Although the formation of biofilms is widely acknowledged, a definite causal link between biofilm formation and development of VAP has still not been clearly demonstrated. Indeed, some would argue that if biofilm formation is important, why does the risk of VAP not continue to increase with time? One reason for this apparent discrepancy is that biofilm formation is just one of the many factors influencing the development of VAP.

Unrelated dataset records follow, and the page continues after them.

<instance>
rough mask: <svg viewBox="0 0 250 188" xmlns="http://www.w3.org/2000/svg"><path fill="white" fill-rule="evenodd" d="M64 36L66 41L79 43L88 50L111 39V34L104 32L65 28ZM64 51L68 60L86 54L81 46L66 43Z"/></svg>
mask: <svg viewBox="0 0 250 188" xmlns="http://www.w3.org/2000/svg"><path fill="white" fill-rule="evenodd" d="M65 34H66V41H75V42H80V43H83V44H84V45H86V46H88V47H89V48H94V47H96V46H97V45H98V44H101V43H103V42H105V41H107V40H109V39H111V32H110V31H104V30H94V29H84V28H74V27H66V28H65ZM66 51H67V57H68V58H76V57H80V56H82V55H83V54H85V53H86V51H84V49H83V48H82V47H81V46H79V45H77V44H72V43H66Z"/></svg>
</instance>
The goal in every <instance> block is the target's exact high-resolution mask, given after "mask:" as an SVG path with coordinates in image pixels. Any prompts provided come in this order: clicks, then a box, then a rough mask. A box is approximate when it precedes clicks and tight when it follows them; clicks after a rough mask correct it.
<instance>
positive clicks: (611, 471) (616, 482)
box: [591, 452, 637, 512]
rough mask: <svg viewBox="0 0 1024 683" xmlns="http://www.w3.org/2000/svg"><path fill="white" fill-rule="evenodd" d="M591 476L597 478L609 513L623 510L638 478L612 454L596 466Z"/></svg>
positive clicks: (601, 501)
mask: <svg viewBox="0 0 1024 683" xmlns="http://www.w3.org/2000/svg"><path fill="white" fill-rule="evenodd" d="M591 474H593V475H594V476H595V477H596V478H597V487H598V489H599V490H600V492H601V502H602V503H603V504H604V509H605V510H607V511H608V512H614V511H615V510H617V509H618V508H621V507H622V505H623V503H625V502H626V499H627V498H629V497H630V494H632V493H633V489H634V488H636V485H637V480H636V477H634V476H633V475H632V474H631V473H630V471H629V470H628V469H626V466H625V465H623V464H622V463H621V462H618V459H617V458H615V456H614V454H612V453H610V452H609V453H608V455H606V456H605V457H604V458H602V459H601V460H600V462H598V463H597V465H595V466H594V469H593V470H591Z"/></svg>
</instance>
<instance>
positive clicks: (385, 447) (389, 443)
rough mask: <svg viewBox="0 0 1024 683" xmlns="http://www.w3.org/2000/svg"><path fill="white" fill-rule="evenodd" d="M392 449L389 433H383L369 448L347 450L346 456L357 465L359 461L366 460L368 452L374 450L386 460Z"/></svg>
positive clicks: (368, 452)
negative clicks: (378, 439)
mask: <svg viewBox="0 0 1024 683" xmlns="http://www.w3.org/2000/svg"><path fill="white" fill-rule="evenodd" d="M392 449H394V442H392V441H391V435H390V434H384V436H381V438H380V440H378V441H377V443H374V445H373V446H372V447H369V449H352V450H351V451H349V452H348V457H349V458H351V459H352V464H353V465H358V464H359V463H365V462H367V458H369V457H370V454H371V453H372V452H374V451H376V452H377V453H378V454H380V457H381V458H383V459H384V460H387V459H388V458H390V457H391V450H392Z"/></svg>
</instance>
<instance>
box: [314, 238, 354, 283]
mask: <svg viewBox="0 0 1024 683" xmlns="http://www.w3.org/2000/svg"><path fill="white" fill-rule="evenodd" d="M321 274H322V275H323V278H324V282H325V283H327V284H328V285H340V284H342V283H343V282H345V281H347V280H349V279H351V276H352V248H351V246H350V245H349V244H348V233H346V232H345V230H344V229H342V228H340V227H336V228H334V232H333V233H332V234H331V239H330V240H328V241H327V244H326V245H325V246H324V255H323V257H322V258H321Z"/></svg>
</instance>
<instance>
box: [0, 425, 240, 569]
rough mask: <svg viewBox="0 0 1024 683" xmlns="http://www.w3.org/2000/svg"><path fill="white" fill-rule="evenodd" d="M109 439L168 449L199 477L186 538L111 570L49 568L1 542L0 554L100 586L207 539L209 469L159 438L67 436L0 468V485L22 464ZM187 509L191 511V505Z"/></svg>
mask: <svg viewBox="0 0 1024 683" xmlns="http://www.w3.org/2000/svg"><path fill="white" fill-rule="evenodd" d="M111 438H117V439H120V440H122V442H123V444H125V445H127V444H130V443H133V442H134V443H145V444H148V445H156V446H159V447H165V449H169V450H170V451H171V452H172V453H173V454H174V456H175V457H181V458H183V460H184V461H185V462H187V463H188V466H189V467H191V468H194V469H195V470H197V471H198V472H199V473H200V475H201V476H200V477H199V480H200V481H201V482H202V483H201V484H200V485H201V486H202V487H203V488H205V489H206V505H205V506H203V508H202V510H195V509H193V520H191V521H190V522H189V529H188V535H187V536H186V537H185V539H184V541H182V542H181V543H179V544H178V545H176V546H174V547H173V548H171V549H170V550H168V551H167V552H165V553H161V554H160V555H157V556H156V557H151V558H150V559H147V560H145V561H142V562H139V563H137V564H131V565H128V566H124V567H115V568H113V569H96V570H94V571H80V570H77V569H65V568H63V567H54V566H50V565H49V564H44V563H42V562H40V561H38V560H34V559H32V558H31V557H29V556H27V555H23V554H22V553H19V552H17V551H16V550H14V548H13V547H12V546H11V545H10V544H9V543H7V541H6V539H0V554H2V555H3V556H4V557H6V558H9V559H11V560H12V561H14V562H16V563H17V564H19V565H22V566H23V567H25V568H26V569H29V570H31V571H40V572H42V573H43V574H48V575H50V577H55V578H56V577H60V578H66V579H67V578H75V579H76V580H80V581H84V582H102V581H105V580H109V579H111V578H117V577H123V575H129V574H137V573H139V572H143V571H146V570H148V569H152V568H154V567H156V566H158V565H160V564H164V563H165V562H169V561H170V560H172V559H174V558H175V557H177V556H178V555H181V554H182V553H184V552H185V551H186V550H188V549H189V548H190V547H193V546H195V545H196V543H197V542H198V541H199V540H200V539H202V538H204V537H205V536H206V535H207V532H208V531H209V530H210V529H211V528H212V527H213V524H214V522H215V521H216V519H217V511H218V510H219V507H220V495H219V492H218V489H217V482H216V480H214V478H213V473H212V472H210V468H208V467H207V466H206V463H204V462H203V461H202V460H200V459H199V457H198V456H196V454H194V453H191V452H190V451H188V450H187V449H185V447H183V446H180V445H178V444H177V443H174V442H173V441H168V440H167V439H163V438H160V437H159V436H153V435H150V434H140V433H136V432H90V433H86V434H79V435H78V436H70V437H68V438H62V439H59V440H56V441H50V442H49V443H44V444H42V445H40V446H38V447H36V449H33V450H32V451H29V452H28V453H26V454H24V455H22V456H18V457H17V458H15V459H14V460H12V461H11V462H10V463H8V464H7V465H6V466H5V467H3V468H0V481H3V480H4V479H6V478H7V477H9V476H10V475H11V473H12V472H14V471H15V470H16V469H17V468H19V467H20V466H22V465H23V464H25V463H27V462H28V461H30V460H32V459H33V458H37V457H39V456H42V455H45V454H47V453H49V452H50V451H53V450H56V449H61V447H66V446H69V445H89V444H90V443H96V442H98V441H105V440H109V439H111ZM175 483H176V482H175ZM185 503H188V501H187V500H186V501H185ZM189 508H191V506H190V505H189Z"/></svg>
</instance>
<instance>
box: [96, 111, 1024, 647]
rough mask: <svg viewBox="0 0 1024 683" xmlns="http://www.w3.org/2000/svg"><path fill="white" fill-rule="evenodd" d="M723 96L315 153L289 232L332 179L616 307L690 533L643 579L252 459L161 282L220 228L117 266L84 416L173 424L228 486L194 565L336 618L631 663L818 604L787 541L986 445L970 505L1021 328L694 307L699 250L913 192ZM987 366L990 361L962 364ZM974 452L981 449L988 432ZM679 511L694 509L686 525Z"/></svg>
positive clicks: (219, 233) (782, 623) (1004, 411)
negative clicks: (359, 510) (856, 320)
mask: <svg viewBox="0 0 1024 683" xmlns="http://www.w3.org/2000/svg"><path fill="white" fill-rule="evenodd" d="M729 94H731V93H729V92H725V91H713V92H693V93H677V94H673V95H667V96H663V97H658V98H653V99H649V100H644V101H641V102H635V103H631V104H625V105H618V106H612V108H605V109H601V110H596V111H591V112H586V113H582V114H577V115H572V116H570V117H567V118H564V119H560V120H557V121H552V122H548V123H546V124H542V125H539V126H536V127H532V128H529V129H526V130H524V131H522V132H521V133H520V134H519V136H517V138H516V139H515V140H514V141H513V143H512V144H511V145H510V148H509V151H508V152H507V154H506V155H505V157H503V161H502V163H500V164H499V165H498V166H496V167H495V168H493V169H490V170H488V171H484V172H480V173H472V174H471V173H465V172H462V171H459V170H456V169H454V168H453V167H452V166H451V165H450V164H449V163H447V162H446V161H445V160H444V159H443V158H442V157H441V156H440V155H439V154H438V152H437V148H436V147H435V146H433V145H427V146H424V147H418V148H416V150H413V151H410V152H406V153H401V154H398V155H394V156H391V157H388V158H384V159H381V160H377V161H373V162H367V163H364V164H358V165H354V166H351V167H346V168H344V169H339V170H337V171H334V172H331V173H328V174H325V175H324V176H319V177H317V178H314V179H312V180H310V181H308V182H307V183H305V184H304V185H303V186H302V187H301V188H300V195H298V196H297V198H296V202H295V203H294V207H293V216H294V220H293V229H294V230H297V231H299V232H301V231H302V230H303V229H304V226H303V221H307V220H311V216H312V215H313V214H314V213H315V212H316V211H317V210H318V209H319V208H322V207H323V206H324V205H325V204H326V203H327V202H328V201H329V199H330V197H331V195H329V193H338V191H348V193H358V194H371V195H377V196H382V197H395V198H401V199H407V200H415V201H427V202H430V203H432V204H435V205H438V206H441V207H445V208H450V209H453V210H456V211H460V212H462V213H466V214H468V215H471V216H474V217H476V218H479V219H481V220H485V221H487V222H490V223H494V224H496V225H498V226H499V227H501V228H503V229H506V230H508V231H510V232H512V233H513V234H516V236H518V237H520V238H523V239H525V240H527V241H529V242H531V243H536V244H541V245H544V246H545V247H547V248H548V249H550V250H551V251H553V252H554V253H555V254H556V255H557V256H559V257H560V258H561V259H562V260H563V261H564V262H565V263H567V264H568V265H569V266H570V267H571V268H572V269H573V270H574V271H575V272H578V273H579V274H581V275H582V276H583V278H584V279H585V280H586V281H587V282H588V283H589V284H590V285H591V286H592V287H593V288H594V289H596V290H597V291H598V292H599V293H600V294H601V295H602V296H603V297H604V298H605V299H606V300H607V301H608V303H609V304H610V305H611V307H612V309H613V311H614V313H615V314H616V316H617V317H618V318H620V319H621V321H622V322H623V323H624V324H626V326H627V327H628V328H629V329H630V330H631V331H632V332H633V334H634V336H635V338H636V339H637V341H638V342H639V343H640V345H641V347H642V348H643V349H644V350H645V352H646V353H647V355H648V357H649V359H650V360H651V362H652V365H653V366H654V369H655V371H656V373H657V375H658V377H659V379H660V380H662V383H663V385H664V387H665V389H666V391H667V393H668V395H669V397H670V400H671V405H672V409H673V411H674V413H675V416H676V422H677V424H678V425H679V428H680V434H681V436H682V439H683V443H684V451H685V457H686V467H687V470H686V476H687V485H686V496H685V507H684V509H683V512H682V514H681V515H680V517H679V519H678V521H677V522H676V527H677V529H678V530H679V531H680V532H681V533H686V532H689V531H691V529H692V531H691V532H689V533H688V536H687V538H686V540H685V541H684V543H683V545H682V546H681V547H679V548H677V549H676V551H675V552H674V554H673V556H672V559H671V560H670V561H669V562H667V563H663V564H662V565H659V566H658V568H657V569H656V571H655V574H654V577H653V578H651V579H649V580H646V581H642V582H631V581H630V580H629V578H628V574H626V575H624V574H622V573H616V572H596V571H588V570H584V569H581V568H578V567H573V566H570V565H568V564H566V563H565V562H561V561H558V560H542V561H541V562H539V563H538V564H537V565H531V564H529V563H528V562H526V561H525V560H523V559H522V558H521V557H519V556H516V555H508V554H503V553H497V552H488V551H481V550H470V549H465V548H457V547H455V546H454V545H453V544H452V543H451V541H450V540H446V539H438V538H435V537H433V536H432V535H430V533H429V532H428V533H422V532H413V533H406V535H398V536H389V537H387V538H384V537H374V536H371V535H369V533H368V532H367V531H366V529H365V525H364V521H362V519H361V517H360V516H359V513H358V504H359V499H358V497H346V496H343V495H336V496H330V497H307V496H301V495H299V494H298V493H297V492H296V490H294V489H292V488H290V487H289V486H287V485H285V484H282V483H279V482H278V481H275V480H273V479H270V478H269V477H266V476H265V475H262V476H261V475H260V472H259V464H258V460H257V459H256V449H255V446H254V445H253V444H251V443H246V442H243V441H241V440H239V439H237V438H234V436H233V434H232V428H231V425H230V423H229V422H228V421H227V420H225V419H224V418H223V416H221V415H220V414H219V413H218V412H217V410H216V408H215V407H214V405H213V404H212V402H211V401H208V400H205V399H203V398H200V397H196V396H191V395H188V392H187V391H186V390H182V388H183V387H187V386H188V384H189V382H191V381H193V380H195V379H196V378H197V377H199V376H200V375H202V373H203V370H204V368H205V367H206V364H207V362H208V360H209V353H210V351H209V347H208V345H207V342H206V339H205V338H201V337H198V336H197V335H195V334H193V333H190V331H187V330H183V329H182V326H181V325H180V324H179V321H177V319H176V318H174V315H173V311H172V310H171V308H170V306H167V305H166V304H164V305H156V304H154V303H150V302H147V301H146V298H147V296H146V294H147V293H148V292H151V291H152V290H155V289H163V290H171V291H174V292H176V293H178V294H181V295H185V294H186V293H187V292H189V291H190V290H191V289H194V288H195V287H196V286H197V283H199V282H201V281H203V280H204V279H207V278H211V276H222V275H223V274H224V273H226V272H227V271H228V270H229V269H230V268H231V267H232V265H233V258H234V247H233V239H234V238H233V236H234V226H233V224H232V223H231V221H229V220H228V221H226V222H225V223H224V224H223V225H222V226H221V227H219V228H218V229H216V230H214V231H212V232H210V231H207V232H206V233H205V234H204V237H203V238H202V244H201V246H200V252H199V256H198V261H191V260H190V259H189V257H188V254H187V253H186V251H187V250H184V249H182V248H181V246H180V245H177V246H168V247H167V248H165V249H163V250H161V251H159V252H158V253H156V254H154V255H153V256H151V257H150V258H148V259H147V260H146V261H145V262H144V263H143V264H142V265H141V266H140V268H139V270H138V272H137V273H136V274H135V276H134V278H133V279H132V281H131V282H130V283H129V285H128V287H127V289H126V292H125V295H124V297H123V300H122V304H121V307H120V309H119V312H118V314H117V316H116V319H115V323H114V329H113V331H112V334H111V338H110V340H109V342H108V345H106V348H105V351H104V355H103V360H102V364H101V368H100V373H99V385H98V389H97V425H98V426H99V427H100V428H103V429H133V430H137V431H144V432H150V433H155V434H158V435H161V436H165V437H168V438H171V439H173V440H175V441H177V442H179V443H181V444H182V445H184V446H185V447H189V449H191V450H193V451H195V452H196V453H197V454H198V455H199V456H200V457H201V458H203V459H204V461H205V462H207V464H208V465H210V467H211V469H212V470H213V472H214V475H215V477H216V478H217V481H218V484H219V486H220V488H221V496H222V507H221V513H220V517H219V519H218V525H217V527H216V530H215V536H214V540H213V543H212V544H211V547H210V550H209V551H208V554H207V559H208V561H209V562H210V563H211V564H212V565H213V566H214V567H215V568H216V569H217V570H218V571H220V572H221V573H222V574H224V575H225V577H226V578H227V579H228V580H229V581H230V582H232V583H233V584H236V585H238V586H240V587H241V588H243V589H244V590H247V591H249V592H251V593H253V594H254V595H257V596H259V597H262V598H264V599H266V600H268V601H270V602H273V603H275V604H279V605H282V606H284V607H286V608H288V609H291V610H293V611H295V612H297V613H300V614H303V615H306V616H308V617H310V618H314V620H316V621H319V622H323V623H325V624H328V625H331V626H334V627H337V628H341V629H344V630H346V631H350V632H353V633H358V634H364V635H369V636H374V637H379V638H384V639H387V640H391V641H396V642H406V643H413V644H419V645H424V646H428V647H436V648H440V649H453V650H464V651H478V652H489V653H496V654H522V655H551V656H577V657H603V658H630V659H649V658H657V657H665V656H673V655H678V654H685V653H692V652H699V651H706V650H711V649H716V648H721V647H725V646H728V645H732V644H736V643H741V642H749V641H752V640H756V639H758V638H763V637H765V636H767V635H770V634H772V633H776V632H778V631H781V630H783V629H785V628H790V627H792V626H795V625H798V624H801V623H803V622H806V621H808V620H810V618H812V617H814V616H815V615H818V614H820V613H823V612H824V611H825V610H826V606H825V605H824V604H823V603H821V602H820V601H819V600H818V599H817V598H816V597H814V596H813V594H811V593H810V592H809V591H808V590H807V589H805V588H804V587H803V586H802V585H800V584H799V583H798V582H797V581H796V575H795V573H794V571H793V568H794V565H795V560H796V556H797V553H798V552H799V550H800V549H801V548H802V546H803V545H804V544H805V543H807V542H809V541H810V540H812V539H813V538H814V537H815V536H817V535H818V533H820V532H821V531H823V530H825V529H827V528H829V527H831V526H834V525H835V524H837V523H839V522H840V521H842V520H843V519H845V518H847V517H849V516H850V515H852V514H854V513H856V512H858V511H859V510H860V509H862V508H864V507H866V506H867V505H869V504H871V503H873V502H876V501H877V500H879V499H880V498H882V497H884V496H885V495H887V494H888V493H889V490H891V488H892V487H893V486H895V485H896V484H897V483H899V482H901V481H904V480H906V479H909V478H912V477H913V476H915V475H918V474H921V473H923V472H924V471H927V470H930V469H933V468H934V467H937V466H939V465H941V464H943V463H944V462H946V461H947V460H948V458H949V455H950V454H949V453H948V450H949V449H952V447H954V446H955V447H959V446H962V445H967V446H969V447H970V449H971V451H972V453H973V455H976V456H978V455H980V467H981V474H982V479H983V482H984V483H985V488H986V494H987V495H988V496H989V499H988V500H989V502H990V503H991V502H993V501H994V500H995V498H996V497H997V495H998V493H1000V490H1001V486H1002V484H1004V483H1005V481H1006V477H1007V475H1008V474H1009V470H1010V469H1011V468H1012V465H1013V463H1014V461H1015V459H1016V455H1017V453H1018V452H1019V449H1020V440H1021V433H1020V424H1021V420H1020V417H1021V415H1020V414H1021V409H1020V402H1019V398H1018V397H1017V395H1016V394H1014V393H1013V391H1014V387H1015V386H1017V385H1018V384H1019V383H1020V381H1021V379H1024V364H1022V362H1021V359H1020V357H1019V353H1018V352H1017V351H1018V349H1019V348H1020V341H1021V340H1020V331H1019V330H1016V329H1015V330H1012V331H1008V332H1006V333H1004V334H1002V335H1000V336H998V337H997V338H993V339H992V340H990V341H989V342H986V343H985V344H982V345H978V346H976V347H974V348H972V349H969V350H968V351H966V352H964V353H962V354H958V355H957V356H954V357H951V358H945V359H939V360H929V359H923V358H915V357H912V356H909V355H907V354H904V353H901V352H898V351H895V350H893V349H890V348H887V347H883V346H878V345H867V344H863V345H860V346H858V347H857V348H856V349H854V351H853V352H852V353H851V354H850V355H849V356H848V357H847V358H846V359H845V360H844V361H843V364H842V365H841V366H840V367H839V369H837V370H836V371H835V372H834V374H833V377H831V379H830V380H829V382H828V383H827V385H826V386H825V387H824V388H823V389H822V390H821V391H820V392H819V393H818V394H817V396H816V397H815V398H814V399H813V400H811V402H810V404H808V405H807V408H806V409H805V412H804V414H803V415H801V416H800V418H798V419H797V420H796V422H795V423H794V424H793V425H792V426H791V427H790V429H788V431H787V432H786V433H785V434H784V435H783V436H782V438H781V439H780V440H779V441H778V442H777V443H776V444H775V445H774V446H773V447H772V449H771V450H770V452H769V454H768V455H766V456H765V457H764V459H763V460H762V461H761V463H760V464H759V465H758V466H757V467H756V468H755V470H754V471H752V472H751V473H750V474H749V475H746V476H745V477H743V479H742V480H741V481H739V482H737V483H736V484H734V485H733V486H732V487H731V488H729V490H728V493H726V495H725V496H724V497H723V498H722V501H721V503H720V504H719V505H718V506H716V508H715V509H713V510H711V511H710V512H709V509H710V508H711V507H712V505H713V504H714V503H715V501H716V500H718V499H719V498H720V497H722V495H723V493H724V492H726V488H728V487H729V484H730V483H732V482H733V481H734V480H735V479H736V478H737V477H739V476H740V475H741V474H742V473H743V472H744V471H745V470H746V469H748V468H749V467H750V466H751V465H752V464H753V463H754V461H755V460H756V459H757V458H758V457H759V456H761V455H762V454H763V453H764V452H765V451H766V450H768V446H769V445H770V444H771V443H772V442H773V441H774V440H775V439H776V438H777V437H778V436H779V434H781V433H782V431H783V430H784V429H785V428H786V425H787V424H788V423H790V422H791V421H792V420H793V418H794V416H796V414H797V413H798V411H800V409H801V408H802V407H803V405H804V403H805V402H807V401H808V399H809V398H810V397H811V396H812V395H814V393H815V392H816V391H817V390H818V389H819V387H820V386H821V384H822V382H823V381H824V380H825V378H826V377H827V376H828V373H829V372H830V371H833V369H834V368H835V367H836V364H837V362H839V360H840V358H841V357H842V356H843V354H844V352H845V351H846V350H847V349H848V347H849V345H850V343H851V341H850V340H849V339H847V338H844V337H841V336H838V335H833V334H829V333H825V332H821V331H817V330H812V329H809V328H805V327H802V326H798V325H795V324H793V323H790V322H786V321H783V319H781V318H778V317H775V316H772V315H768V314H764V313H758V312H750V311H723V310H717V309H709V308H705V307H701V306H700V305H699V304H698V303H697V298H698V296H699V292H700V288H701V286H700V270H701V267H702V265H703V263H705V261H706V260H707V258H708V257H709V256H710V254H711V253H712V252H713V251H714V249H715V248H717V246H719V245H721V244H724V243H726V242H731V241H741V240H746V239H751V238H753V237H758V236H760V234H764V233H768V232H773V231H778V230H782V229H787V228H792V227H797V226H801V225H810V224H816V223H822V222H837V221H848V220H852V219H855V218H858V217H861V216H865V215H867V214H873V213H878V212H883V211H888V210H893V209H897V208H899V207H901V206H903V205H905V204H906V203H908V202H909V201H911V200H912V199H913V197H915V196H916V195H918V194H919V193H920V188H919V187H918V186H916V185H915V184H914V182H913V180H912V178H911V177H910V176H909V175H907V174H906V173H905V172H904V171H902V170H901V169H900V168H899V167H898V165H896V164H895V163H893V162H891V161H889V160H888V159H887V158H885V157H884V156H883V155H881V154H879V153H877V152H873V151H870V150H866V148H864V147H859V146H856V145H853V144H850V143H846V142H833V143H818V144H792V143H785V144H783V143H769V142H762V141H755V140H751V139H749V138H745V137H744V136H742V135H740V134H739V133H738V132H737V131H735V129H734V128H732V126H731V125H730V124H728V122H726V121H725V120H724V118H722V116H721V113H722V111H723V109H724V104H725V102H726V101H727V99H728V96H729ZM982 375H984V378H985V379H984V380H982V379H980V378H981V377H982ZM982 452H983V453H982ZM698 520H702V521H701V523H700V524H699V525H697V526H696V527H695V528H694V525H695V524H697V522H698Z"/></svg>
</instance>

However, if biofilms are important, should we be replacing endotracheal tubes at regular intervals? This would be practically difficult as reintubation in itself is associated with risks. Another approach may be to perform a tracheostomy; the shorter tube length and better oral hygiene reduce the problem of biofilm formation in such patients. A recent retrospective study suggested that early tracheostomy was indeed associated with a reduced incidence of VAP (Nseir et al. 2007), but other studies have suggested increased rates of VAP in patients with tracheostomy (Ibrahim et al. 2001).
Despite considerable research in the field of VAP, many areas remain controversial. In Part I of this report, we have focused on some of the ongoing controversies in the epidemiology and pathophysiology of VAP. In Part II, we will concentrate on controversies in diagnosis and antimicrobial management. Whatever the field, controversy generally suggests a lack of adequate available evidence in support of one or other argument, and results of ongoing studies should help resolve some of the current debates.
Acknowledgement: The symposium was supported by an educational grant from Kimberly-Clark.